Absolute words such as “always” and “never” are the most indicative. Others; best, most, worst, everyone, everything, perfect, impossible, absolutely etc.
– A suspect under interrogation might say: “I never committed a crime ever in my life.”
– A salesman trying to make a sale might say: “This is the best price you’ll find anywhere, guaranteed.”
– A con artist working a mark might say: “I always take care of my best people the best.”
– A spy recruiting a hostile asset might say: “We know everything about you and everyone you know.”
– A politician caught in a scandal might say: “It was a perfect call, the best call.”
– A person being accused might say: “I have absolutely no memory of that.”
People who are not actively lying or are generally trustworthy tend to naturally avoid absolute words by using; “sometimes”, “often”, “somewhat”, “probably”, “likely”, “fairly”, “frequently”, “rarely” and so on.
This method of detecting deception is not definitive as some people are just wired with absolute thinking or a statement does indeed qualify as an absolute.
So it should be calibrated accordingly per scenario.
Inversely, when you yourself have to be strategically deceptive, avoid using absolute terms.
One of the most effective methods of detecting a deceptive person is when they talk a lot but don’t really say anything. The sentences are flowing but nothing of substance is materializing.
This is particularly true with skilled or prepared liars.
When asked a question, a person might talk openly and without hesitation but never actually answering the question – deflecting or changing the subject. Talking fast, using too many filler words or unnecessarily long words and never reaching a point or conclusion.
Speech quantity over quality.
A person that’s actively being deceptive will deliberately talk in this manner to “run out the clock”, hope you forget the question / subject or trick you into thinking they answered the question.
Some people naturally ramble on as it’s just the way they speak or it could mean the person is nervous for a reason that has nothing to do with deception.
But when specifically applied for lying, you should be able to discern the changes in their speech patterns and recognize it as an indicator of deception.
The truth is said without pressure of needing to justify or back up its validity from the perspective of the speaker. Whereas lies come with the pressure of it having to be justified or validated.
The truth has greater substance over lies but are conveyed in shorter and more concise sentences.
Lies require imagination, creation and convincing.
Which often results in long-winded explanations and stories that lack interpretation and plot, respectively.

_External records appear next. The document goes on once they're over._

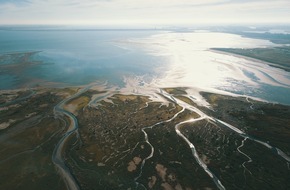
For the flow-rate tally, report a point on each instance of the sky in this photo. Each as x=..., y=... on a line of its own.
x=143, y=12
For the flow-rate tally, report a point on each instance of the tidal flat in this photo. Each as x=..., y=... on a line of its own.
x=130, y=141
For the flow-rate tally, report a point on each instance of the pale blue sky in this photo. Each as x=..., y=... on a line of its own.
x=143, y=12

Words + No Facts = Deception = No Substance
When you ask someone a question about something they may have done, the answer will be in a story format from the start of the event to the end.

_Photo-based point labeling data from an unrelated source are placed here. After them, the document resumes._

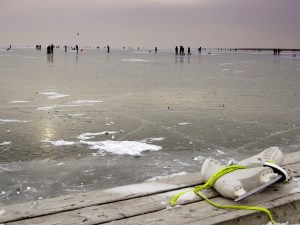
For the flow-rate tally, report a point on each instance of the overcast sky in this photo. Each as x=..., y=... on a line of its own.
x=148, y=23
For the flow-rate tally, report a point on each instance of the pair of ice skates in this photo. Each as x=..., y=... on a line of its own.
x=261, y=171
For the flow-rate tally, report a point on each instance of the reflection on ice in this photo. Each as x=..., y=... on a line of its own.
x=59, y=142
x=12, y=121
x=53, y=95
x=87, y=136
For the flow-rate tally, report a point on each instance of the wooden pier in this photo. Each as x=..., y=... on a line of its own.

Even if the person can’t remember everything, the story is easy to tell if it’s the truth or if it’s a well prepared fabrication or it’s told by a skilled liar.

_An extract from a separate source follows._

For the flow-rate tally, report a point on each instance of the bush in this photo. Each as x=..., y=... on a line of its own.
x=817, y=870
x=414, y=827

Once the “story” has been established by the person, ask for the story to be told backwards.
Depending on the scenario of this conversation or interrogation, you can ask for the person to tell the entire story again starting from the end to the beginning – if you can craftfully ask them to.
This is called reverse chronology – to tell a story starting from the end and moving backwards.
An honest story will flow naturally albeit slower when told backwards, even yielding additional facts through the process as they are just saying things that actually happened without trying too hard.
A deceptive story told backwards is a much more difficult process because it’s not natural and it has to be in a sense, reverse engineered on the spot. Previously untold “facts” often materializes as well, but counter or contradict the original story.
Asking the person to tell the entire story again may not always be ideal. Instead you can ask about specific points of the story, question by question.
Additionally, when a deceptive story is being told, other indicators of deception tend to show such as vocal stress, body language shifts, facial micro expressions and speech pattern changes.
Truth is recalling memories to make it a story.
Deception is creating a story to make it a memory.